For differentiated handling, GIR does not attempt to forcibly erase language-specific differences (such as JavaScript's prototype chain or Python's dynamic attribute injection). Its role is to faithfully record “what behavior happened”, while leaving “the concrete meaning of this behavior in a specific language” to the language-difference compatibility module.

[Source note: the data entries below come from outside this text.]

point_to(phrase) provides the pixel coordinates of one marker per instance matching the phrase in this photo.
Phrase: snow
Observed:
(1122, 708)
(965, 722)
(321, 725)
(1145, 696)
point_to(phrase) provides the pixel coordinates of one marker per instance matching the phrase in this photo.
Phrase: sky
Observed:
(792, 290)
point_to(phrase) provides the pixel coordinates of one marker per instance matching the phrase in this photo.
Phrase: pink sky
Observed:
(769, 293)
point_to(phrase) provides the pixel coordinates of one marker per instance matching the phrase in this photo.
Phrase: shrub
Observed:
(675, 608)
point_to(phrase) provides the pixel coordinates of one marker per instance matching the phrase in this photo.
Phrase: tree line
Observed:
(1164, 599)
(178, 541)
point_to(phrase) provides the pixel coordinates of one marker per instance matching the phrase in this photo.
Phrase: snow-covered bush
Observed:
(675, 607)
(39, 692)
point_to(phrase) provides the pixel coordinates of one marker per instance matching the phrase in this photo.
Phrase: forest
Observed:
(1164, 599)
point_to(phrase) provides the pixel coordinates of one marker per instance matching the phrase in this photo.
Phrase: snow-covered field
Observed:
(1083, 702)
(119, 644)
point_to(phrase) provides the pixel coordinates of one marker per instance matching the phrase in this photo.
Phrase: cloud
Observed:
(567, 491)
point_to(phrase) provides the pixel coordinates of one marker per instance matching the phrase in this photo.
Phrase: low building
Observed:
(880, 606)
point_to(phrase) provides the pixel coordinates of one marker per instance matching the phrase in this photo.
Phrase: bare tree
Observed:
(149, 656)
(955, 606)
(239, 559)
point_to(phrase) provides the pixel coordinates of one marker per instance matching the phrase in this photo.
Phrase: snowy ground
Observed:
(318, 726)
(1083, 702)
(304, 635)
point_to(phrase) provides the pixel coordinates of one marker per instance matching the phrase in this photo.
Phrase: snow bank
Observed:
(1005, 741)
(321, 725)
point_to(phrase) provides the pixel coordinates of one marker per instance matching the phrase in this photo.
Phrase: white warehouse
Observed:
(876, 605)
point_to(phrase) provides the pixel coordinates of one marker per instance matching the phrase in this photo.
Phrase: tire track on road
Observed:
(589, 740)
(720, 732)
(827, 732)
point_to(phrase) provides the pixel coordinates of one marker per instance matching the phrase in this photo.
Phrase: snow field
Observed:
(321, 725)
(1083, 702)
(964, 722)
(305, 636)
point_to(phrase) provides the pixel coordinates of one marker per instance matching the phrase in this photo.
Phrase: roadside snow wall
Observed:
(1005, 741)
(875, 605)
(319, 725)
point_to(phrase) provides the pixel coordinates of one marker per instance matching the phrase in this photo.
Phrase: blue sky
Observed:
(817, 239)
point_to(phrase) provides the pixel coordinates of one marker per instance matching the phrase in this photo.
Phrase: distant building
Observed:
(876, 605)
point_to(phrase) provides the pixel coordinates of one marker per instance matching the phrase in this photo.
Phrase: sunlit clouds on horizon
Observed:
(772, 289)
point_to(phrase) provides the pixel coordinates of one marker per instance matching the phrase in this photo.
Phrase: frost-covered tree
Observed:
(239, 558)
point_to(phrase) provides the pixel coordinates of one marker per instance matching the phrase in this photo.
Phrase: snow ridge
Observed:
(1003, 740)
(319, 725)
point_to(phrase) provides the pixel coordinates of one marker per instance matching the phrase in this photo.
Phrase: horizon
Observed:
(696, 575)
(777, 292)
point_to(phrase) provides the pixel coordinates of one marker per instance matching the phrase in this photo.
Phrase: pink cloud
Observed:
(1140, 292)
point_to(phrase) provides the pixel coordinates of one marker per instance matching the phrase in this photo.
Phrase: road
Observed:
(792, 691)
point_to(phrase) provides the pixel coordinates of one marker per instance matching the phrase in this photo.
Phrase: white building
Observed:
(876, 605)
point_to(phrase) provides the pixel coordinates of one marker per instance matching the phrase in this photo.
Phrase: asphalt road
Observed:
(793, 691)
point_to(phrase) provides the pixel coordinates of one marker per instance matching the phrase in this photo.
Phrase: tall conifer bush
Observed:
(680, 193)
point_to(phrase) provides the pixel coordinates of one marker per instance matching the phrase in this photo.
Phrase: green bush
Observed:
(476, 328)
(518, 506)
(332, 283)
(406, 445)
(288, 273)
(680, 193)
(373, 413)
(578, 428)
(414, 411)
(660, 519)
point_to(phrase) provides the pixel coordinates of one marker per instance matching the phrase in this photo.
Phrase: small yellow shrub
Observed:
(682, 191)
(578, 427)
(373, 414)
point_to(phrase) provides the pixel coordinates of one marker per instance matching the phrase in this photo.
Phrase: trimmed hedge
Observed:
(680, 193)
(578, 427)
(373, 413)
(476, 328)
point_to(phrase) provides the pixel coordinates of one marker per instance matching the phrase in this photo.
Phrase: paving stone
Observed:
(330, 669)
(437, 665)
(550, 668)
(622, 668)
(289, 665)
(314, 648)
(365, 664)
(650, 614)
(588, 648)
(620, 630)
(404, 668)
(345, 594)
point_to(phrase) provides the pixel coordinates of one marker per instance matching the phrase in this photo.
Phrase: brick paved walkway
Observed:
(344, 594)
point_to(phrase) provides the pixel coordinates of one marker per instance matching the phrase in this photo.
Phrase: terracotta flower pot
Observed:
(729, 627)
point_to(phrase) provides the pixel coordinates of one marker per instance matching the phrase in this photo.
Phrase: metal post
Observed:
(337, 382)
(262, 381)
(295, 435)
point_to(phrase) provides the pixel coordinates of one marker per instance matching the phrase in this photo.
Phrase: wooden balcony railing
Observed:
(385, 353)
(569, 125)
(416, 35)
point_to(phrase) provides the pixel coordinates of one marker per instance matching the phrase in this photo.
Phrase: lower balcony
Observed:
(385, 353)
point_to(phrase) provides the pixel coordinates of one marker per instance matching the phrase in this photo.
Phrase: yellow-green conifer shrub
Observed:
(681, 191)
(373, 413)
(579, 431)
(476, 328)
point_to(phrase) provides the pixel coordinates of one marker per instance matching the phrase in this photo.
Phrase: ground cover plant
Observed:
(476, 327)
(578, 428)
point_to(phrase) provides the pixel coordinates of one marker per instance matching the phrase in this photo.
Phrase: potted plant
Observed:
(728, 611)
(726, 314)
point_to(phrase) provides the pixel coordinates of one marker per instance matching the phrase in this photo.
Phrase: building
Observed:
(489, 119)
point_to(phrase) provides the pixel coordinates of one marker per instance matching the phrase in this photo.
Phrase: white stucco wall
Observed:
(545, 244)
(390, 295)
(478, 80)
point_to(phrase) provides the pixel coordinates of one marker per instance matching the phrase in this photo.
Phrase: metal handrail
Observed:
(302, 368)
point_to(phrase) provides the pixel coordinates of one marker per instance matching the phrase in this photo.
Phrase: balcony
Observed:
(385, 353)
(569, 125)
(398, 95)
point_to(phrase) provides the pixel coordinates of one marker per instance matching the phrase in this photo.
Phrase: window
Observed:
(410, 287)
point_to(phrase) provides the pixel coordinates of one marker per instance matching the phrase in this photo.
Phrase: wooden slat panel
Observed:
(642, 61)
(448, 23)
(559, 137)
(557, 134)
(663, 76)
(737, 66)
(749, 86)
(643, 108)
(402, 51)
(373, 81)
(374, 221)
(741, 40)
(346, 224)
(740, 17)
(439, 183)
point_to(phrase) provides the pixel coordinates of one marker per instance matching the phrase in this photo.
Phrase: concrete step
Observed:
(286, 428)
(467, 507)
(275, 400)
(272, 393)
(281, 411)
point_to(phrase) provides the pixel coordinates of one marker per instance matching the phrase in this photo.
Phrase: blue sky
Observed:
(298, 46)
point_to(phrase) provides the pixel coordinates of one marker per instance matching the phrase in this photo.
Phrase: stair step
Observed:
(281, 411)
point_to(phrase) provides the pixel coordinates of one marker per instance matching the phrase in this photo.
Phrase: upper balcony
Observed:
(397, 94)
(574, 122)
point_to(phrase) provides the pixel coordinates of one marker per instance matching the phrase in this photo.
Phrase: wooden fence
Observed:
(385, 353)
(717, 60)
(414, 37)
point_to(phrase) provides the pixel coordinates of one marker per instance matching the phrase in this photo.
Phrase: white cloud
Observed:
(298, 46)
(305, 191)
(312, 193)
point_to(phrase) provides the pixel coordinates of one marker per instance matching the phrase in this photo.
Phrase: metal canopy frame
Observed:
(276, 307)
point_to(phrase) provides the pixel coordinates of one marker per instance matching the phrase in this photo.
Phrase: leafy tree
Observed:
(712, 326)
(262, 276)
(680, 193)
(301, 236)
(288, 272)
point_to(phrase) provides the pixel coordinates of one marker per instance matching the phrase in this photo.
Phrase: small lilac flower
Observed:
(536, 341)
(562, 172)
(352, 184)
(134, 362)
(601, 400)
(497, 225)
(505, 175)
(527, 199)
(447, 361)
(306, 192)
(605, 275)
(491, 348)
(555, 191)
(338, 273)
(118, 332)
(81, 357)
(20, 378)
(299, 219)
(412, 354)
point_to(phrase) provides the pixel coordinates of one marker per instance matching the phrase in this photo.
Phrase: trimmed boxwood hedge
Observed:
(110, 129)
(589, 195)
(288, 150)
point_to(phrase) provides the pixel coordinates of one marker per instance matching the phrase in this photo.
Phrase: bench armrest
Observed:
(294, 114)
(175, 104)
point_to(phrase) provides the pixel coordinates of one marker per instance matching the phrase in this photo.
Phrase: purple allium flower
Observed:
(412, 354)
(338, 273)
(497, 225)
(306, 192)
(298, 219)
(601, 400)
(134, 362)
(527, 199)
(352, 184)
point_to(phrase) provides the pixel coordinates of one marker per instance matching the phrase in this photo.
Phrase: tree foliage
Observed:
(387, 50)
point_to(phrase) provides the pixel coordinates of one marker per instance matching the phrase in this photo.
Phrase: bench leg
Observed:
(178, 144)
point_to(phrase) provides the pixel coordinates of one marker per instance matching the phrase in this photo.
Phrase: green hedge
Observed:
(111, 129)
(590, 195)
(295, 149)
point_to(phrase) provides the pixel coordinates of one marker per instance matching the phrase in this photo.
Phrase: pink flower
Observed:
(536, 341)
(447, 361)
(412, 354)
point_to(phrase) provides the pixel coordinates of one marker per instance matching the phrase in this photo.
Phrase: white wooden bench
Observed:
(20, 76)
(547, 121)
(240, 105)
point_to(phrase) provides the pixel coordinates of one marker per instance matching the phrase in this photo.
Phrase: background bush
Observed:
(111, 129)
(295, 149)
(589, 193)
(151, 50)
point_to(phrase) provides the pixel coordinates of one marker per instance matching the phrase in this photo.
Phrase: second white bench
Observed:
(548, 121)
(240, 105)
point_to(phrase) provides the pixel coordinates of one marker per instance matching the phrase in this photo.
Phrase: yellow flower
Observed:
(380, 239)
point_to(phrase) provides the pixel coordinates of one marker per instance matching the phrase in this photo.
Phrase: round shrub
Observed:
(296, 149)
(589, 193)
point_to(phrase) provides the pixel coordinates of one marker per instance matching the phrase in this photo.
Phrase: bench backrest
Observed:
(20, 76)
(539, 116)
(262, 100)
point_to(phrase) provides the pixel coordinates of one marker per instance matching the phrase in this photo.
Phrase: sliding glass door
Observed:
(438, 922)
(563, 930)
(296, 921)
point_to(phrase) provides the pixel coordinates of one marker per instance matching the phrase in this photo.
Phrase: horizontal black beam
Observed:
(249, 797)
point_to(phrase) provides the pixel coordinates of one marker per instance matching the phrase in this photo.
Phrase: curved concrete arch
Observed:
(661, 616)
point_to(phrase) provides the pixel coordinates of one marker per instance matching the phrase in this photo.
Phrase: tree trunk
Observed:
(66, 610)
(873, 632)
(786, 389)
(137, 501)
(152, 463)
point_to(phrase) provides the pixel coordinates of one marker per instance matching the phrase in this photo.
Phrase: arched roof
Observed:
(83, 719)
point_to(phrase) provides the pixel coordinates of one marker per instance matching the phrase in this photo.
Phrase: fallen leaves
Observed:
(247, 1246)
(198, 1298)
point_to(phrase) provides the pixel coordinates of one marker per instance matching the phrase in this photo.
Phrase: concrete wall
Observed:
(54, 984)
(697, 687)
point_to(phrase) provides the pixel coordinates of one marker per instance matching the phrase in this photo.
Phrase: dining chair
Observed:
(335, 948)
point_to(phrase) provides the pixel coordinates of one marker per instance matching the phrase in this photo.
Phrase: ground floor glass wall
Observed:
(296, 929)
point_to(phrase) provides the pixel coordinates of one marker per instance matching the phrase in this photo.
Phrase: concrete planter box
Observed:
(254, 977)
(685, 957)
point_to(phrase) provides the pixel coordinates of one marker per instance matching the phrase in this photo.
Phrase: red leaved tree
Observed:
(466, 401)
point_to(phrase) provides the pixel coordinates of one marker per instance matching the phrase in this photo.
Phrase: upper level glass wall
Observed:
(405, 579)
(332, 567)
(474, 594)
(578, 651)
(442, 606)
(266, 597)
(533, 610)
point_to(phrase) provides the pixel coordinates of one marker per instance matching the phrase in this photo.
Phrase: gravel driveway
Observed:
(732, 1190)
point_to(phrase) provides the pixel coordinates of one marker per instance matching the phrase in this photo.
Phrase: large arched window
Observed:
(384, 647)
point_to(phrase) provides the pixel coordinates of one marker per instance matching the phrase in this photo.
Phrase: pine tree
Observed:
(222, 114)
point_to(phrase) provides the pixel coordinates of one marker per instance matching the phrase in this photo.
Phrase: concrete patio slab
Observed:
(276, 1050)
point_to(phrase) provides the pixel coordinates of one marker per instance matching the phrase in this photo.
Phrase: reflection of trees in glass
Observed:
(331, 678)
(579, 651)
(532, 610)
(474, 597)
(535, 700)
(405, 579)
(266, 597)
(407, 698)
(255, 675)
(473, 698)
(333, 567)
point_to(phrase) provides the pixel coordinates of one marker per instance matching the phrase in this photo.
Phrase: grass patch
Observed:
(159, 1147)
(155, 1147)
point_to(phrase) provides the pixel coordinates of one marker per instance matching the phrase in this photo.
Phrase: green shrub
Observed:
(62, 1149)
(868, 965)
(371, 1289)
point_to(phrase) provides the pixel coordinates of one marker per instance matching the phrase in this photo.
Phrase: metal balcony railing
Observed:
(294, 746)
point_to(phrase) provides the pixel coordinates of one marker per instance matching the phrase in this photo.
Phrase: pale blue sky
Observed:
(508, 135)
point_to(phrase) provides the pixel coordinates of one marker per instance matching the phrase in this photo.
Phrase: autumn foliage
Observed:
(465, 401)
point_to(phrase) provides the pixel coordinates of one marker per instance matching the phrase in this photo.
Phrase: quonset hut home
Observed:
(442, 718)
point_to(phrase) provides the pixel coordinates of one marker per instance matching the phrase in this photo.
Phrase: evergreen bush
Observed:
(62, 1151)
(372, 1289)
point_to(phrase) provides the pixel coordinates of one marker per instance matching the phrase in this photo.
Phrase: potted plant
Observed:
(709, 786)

This separation of responsibilities ensures long-term stability of the GIR structure, allowing core analysis algorithms to remain generic, while language-specific logic can be flexibly layered on as plugins.

3 GIR Frontend

The GIR frontend uses a top-down translation process:

  • First, it uses tree-sitter to parse source code into a syntax tree (typically treated as an AST, Abstract Syntax Tree);
  • Second, it performs semantic mapping: lang_parser.py dispatches the parser for the specific language and performs a top-down recursive traversal from the AST root node, recursively mapping each syntax node into one or more atomic GIR instructions.

In this process, the frontend translator does not need to perform complex control-flow computation or SSA transformation. It only needs to preserve original information such as variable declarations, scope switches, function calls, and explicit data-flow relations. This design greatly lowers the barrier to onboarding new languages and avoids analysis distortion caused by introducing assumptions too early during translation.

In the end, the generated GIR instructions serve as a standardized, language-agnostic program code representation and drive all subsequent analyses in the Lian system. Whether it is complex pointer aliasing or sensitive data tracking, the analysis target is always stable and unified GIR. This is the key for the Lian system to achieve multi-language high-precision analysis and sustainable engineering development.